Today, I reached out to a homie I used to work with who I now refer to as a “professional fermenter”. He has a lot of experience with naturally leavened breads. He immediately gave me several tips to trouble-shoot and followed each one up with why it was important. A regular Alton Brown if you will (which reminds me AB must have done something on sourdough yes?). I am reinvigorated and several dollars poorer having now purchased multiple specialty flours. Yikes.

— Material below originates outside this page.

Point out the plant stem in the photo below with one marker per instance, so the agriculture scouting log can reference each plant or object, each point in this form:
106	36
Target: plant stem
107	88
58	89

It turns out, I wasn’t feeding my starter properly and as such it became too acidic. Hence the deliciously sour loaf with a total lack of open crumb. Therefore when I over-handled it a bit, it could NOT keep it’s shape and deflated to that gloopy mess. Now if I were like a lot of people I would leave you with that and you would think sourdough making is like witchcraft, and you’d be pretending “yes I know what crumb is”. BUT I won’t because IT’S ACTUALLY SCIENCE. I also suspect that the explainer people, people like my homie, aren’t about sitting down at a computer to document this all for other people in a blog form. But that’s also likely my prejudice.
Things I did wrong:
- I mixed equal parts of filtered water and unbleached AP flour and then added it to all of the starter I had accumulated to feed it. I should have added 1-2 tbsp of the starter to the new flour/water paste to feed. This way there is more fresh yeast and less acid. Why is there even acid you ask? Well because when the yeasts feed and don’t have more feed and as a result die off, they create lactic acid. Too much lactic acid means the yeast can’t survive, which means there’s nothing to feed, which means there are no bubbles. I’m in this for the bubbles.

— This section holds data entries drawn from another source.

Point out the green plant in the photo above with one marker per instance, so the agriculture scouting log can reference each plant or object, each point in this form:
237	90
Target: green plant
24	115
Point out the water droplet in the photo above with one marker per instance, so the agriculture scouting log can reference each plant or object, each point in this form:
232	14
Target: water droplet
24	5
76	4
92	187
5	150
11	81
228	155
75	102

- I handled the dough too much. I should have been very hands-off with the dough once the second stage of stretching was finished. Why? I worked all of the air out of the dough simply by handling a little too much. The recipe I used simply said to “shape” the dough and then divide it in two and “shape” again. Next time I will simply divide the dough and shape once. Truly no need for double shaping otherwise I’m double-handling. By the time I had finished shaping the main dough, I noticed it had already lost volume. Now this is ALSO an indicator of not having a strong enough starter, but it did have some volume that was lost to the over-handling. 😦
I’ve decided to document this process here in parts, as I take on different loaves and starters. It’s teaching me a lot about how I meet my own demand for perfectionism and how I react when I inevitably fail at that attempt. Perfect is not possible. It’s interesting to witness that struggle.

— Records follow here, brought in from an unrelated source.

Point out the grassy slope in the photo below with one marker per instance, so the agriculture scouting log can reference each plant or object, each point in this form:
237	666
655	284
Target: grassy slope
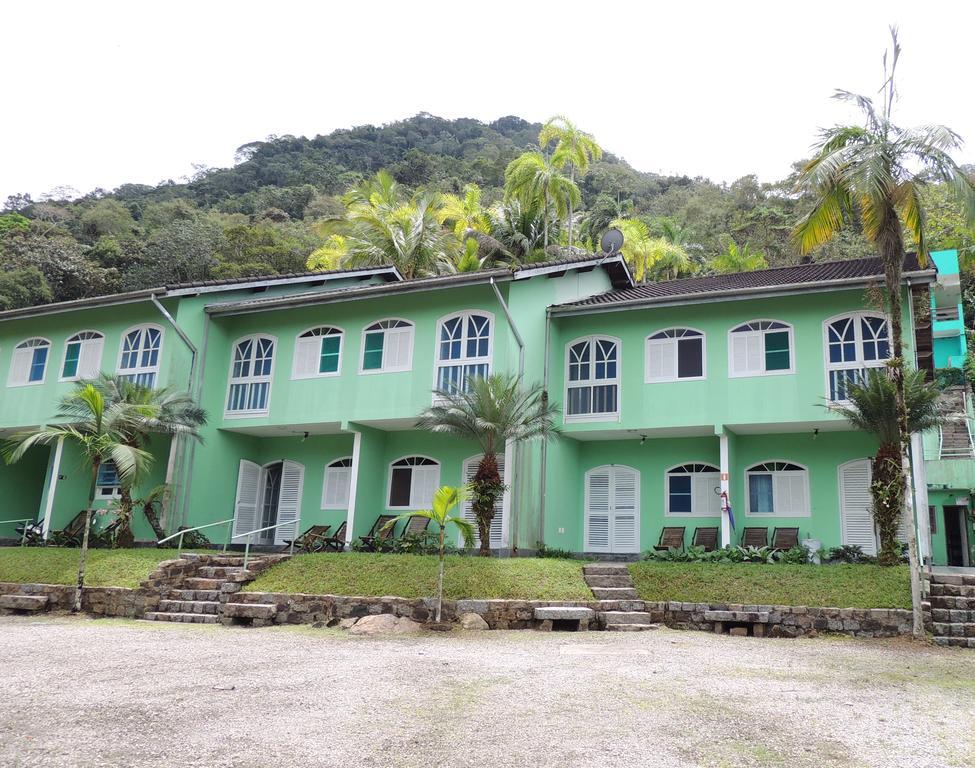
416	576
836	586
104	568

It’s important to document so when something goes wrong, or even better for when something goes right, I have information to refer to to repeat that process and as such outcome.
And ultimately, this sourdough, and most fermentation, is a conduit for me to the natural world. This feels super important right now when I’m limited with my access to nature. These tiny bubbles that form, these are a small piece of natural processes that feel like magic because they’re mostly invisible to the human eye. But when I get to eat a slice, even a dense slice, I get to participate in that magic. I get to nourish myself with nature-in-action.
Secretly, I think it’s also a catalyst to feeling my feelings. When that loaf broke and I had to look at it the next morning, I was full of anger. Angry at our federal government for choosing capitalism over human lives and that we even set our system up where that can actually make sense to people. Angry that people I’ve never looked in the eye were out there threatening my loved ones. Angry that millions of people’s day-to-day lives are disrupted in irreparable ways, ways that we will witness the repercussions of for generations to come. And that damn dense loaf gave me an excuse to be angry and cry and slam things around. Then it gave me a little bit of hope, in it’s delicious sour-ness. And I think we could all use little bits of hope here and there.